Star. Il a fait entrer le Brésil dans la cour des grands et sa popularité est sans égale : 83 %.
C'est un petit livre qui fait bien rire les Brésiliens ces temps-ci. Son titre, « Jamais auparavant dans l'histoire de ce pays... », parodie la phrase favorite de Lula pour autocélébrer ses succès. L'auteur, Marcelo Tas, animateur d'un show télé satirique, y recense les plus belles perles du président brésilien. Voici Lula découvrant l'Antarctique à bord d'un navire de la marine nationale : « C'est le plus grand frigo que j'ai vu de toute ma vie ! » Une autre fois, voulant célébrer la révolution du wi-fi gratuit dans les favelas, il devient - involontairement ? - scabreux : « L'inclusion digitale est le mot le plus sexy de mon gouvernement. »
Les Brésiliens rigolent de bon coeur. Mais ils savent aussi que lorsque Lula répète pour la énième fois : « C'est la première fois dans l'histoire de ce pays...», il a souvent raison. C'est la première fois qu'un ouvrier métallurgiste, leader syndical de surcroît, est devenu président dans l'un des pays les plus inégalitaires du monde. Et qu'il s'apprête à quitter le pouvoir après deux mandats, en octobre, avec un taux de popularité de 83 %. C'est la première fois qu'on acclame son nom dans les favelas de Rio et à la Bourse de São Paulo, que le taux de pauvreté est passé d'un gros tiers à un petit quart de la population, que 40 millions de Brésiliens ont accédé à la fameuse classe C et intégré les classes moyennes. La première fois, encore, que sur les appuis-tête de la compagnie aérienne intérieure TAM on peut lire « Dans la prochaine décennie, le Brésil deviendra la 5e puissance mondiale ». Et, lorsque au sommet du G20 à Londres, en avril 2009, Barack Obama fonce vers le président brésilien les bras ouverts en s'exclamant « Voilà mon homme ! » c'est pour Lula et son pays la consécration internationale. Le « roi du Brésil », comme il s'est autoproclamé un jour sans complexe, est une star des estrades planétaires. Partout, on lui déroule le tapis rouge. Mais Lula garde son franc-parler. A Brasilia, en pleine crise financière, au côté de Gordon Brown qui encaisse sans broncher, il brocarde « la crise des banquiers blancs, blonds aux yeux bleus ». Il reçoit l'Iranien Mahmoud Ahmadinejad avec les honneurs à Brasilia et s'affiche à La Havane avec le frère Castro pendant que des dissidents politiques en grève de la faim meurent à petit feu.
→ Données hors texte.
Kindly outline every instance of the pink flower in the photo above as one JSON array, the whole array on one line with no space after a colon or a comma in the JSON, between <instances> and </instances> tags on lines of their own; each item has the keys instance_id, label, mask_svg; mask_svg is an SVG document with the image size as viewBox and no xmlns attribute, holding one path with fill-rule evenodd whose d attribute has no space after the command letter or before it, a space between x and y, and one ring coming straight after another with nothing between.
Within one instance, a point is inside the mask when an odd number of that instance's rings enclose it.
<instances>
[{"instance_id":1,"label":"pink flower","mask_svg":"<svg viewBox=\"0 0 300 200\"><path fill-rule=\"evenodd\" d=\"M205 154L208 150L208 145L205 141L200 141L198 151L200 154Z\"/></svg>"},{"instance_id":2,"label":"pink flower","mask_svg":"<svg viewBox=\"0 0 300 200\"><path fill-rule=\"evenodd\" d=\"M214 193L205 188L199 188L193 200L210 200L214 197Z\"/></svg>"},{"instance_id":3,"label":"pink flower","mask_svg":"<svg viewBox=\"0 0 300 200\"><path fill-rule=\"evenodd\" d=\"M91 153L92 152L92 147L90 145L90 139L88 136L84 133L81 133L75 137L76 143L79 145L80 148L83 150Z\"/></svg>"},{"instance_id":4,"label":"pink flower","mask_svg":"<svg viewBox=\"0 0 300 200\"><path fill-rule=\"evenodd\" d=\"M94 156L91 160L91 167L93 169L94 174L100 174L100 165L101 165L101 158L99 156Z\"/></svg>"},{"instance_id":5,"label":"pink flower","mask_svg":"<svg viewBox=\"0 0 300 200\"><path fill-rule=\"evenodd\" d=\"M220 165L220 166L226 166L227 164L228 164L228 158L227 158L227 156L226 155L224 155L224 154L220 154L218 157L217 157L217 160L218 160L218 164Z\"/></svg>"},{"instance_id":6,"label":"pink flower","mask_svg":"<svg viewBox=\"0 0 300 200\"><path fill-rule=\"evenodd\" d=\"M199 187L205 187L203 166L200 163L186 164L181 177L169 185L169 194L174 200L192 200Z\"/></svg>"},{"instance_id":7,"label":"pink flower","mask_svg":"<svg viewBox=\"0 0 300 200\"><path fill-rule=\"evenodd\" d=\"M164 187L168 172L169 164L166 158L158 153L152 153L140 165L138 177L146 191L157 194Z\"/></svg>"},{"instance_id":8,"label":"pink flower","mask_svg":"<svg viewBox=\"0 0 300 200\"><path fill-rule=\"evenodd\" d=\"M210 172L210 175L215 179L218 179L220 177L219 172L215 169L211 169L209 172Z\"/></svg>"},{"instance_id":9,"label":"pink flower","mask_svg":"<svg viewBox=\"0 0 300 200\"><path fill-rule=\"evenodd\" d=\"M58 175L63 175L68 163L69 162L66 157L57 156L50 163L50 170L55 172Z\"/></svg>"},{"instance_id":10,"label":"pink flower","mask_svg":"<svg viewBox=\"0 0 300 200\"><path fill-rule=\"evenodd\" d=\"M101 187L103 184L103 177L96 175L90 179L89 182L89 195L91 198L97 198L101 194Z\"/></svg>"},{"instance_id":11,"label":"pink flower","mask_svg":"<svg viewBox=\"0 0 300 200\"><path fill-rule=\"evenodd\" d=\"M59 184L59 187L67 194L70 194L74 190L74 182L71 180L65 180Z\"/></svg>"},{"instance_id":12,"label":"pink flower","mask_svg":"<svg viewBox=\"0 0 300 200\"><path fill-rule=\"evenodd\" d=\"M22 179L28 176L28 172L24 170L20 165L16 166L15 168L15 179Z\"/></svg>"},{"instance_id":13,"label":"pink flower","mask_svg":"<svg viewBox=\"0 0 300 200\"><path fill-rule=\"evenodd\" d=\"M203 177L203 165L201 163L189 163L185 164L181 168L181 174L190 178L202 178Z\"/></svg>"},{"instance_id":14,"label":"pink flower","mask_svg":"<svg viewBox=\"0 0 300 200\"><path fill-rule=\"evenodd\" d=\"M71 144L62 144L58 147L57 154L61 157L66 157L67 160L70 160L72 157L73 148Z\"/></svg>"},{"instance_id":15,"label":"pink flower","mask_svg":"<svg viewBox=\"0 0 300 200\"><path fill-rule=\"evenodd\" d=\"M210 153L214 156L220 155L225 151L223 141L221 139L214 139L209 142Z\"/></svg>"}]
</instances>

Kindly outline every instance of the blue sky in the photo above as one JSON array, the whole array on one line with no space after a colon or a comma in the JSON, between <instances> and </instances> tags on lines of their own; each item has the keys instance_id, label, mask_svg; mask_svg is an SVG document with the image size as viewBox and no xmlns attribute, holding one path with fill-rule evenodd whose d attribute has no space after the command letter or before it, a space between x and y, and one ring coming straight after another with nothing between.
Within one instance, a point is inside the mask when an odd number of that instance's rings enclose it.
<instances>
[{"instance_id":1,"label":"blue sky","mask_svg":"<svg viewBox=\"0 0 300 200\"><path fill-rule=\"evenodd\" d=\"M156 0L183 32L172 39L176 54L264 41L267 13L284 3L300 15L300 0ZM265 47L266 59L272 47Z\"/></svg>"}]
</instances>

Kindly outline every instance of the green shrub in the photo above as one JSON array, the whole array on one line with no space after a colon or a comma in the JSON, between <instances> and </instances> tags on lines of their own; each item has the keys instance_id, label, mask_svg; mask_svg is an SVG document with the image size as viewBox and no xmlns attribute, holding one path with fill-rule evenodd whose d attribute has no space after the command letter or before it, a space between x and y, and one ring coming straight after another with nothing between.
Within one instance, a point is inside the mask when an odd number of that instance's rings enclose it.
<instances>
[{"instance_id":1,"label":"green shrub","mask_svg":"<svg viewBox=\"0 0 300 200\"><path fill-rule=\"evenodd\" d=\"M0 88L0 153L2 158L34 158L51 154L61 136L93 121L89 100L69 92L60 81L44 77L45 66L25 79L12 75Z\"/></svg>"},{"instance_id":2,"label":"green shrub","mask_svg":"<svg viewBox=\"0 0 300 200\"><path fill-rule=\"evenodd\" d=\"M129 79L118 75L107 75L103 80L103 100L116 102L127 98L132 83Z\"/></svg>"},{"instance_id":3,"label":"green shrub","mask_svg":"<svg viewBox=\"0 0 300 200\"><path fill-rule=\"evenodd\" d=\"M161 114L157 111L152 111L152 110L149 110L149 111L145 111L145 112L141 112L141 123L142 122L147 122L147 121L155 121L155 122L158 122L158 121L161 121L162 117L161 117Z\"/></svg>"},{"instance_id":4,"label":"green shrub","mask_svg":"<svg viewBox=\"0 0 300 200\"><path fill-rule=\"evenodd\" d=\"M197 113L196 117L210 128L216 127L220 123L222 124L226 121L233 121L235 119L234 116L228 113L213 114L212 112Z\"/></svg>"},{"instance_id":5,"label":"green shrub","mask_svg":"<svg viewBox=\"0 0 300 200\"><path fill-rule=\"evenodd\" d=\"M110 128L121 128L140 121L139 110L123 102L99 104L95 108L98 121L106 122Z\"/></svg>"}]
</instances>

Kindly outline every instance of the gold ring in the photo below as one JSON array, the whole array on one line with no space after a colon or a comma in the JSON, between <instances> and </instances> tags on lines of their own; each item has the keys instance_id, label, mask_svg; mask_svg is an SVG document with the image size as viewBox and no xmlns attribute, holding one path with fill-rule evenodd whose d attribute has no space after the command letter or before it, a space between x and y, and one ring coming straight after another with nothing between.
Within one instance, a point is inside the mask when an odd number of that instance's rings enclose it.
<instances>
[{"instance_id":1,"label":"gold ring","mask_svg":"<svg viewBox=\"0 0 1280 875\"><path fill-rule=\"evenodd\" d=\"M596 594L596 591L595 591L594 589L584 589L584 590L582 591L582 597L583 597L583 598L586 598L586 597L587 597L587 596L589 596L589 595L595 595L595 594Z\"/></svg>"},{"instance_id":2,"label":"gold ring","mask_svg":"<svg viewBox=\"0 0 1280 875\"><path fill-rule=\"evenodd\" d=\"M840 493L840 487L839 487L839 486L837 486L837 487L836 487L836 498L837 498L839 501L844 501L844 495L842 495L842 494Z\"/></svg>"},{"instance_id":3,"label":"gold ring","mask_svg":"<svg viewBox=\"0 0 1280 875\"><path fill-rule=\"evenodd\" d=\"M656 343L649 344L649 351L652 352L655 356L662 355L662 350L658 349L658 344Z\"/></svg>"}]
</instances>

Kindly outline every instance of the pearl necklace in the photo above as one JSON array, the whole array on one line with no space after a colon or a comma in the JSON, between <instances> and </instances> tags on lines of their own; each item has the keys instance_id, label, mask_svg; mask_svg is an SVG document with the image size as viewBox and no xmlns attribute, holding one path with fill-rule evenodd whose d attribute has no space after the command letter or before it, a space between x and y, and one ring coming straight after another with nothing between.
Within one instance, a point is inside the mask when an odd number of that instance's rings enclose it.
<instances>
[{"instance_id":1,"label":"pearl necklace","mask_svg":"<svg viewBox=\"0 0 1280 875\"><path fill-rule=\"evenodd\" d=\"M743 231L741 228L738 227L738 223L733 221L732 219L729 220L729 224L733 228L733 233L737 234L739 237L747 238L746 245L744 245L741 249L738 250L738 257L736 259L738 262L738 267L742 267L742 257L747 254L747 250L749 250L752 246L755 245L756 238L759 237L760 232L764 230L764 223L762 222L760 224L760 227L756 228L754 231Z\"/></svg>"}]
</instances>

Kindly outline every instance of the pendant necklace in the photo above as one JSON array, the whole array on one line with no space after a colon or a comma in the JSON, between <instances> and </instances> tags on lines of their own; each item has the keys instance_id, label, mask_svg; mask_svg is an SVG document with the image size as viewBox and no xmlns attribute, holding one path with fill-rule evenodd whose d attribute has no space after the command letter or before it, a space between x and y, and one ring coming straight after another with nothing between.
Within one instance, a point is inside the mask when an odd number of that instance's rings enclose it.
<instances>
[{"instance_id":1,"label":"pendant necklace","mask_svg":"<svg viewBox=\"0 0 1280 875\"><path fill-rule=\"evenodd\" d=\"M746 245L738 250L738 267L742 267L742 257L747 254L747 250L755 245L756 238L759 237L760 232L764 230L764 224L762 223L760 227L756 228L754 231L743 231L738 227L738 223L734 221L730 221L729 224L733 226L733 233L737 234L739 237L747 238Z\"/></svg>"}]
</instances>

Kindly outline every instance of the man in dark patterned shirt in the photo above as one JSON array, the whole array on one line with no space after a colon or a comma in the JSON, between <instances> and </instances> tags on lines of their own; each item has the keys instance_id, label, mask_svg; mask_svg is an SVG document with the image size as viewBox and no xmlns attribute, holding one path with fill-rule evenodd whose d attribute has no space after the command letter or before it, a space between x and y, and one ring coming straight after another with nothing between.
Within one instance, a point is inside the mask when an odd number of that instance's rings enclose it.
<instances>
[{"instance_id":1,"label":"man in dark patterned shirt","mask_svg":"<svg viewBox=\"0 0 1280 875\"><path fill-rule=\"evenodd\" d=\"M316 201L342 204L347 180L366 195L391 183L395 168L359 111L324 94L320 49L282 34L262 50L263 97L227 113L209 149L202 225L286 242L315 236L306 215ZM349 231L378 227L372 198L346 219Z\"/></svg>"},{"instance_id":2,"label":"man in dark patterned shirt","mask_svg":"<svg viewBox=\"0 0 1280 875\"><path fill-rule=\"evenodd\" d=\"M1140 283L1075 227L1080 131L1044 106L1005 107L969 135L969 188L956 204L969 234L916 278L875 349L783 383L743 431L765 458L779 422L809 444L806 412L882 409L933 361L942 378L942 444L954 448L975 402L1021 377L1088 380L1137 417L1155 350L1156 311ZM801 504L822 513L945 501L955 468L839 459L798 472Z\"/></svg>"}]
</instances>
Lula a peut-être pris un peu la grosse tête, mais devant les siens, chez lui, il reste tel qu'en lui-même. Le voici en visite à la Rocinha, à Rio. En plein coeur de la ville, c'est la plus grande favela d'Amérique du Sud, une cascade de bicoques de bric et de broc qui descend en amphithéâtre des collines de Gavea. Chemise en lin blanc, l'air d'un vieil oncle bienveillant retrouvant sa marmaille, Lula jubile. C'est son public, il est leur idole. Il embrasse les enfants comme du bon pain, fait la bise aux femmes, distribue force abraços aux hommes. Il signe à tour de bras les casquettes et les tee-shirts qu'on lui tend des premiers rangs, salue à la brésilienne les deux pouces levés, lance des clins d'oeil à de vieilles connaissances. Entre lui et eux, pas de chichis, pas besoin de conseillers pour communiquer avec les « vraies gens », car comme eux il a connu la misère.
Quand il se lève pour s'emparer du micro, fonçant comme un taurillon trapu d'un bord à l'autre de l'estrade, c'est la magie Lula qui opère. Sa voix d'abord, basse et rocailleuse, une de ces voix à la Joe Cocker culottée par les meetings, la fête, l'alcool et le tabac, la vie, quoi ! Avant lui, les officiels ont dévidé leurs discours. Mais, quand Lula les regarde et leur parle, il s'adresse à chacun d'entre eux.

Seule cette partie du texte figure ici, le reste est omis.